The high redshift universe is interesting too! • Galaxy populations change dramatically at z>1.5. We argue over the galaxy census at z=3 and its connection to low redshift. • It is difficult work. Even getting redshifts at z>1.4 requires wide wavelength coverage, including NIR. Physical studies are even more difficult, but are very important.

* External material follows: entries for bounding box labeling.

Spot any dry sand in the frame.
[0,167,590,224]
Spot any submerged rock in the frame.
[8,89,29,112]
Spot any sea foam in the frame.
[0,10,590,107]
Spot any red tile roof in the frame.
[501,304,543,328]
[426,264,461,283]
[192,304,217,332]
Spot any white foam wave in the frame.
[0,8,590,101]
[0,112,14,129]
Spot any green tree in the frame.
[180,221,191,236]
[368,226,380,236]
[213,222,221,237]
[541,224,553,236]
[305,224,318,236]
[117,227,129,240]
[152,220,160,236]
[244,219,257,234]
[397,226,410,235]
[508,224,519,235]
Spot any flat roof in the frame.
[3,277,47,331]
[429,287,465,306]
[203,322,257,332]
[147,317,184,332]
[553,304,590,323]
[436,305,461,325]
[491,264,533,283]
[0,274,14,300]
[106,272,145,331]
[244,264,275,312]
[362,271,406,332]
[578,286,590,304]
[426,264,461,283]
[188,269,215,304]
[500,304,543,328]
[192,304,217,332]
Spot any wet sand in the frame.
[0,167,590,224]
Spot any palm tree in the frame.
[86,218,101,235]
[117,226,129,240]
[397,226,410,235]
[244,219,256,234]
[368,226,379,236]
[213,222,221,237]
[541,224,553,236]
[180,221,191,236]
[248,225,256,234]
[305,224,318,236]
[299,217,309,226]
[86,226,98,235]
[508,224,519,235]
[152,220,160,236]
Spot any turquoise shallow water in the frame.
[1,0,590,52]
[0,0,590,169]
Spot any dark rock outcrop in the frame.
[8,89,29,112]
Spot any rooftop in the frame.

It will be a long time before we can hope for SDSS-like spectra at high z. • VVDS (Le Fèvre) and DEEP2 (Davis) show we can do large surveys at z~1, but we’re still very cosmic-variance limited. • We heard almost nothing about surveys at z≥3.
There is much work to be done on understanding UV spectra of galaxies (and stars!; Brinchmann, Heap), needed for high-z surveys. Emission-line ratios are interestingly different at z=2-3 and z=0!
We also haven’t mentioned other types of spectroscopy: • SKA: A neutral hydrogen spectroscopic census out to z~1: the cold gas component of galaxies. • The IGM, as studied through the Ly forest of quasars (or galaxies for the ELTs), or via UV emission detected by dedicated telescopes (Tresse, White).
BAO or galaxy studies? • Why is there a choice? Surveys like SDSS have shown that you can do cosmology and get spectra to study galaxy properties at the same time. This of course gets increasingly difficult as you get fainter… • BAO is a growth industry (Nichol, Schlegel, Totani, Shanks). We can argue about whether it is “fundamental” and where we should put all our energy, but the acceleration of the universe is an astronomically observed fact, and we need to probe it in as many ways as we can.
Making surveys work: it is not just building an instrument! • Line up funding in advance! (SDSS’ mistake…) • Get strong project management (another SDSS mistake). • Build your system with specific surveys in mind! • Be patient. • Software is at least as important as the hardware. Don’t cut corners. Automate redshift estimation! • Those that build the hardware and the survey will be too tired/busy to do the science; make sure young people have plenty of opportunity and freedom to lead the science analyses. And make sure that the community recognizes who did the work! (Nichol, White) • Outreach (Letterman, Google Earth…)
Wide-field spectroscopy in the future • We heard about many wonderful projects that will soon get underway or are poposed: Wigglez, FMOS , , zCOSMOS, WMOS, KMOS, SIDE, BOSS, HETDEX (Sorry to Tom for the acronyms!) • There are other related projects not discussed here: LAMOST, ADEPT, SPM, RAVE, SKA, SPACE. No doubt I’m missing some important ones… • The field will remain vibrant with the advent of the 20-40 meter telescopes (Colless). Moreover, there will be plenty of survey work to keep the 4- and 8-meters busy for at least several decades.
Let us close by thanking Paco, Antonio and Christian for organizing such a scientifically productive meeting in such a beautiful and fascinating place!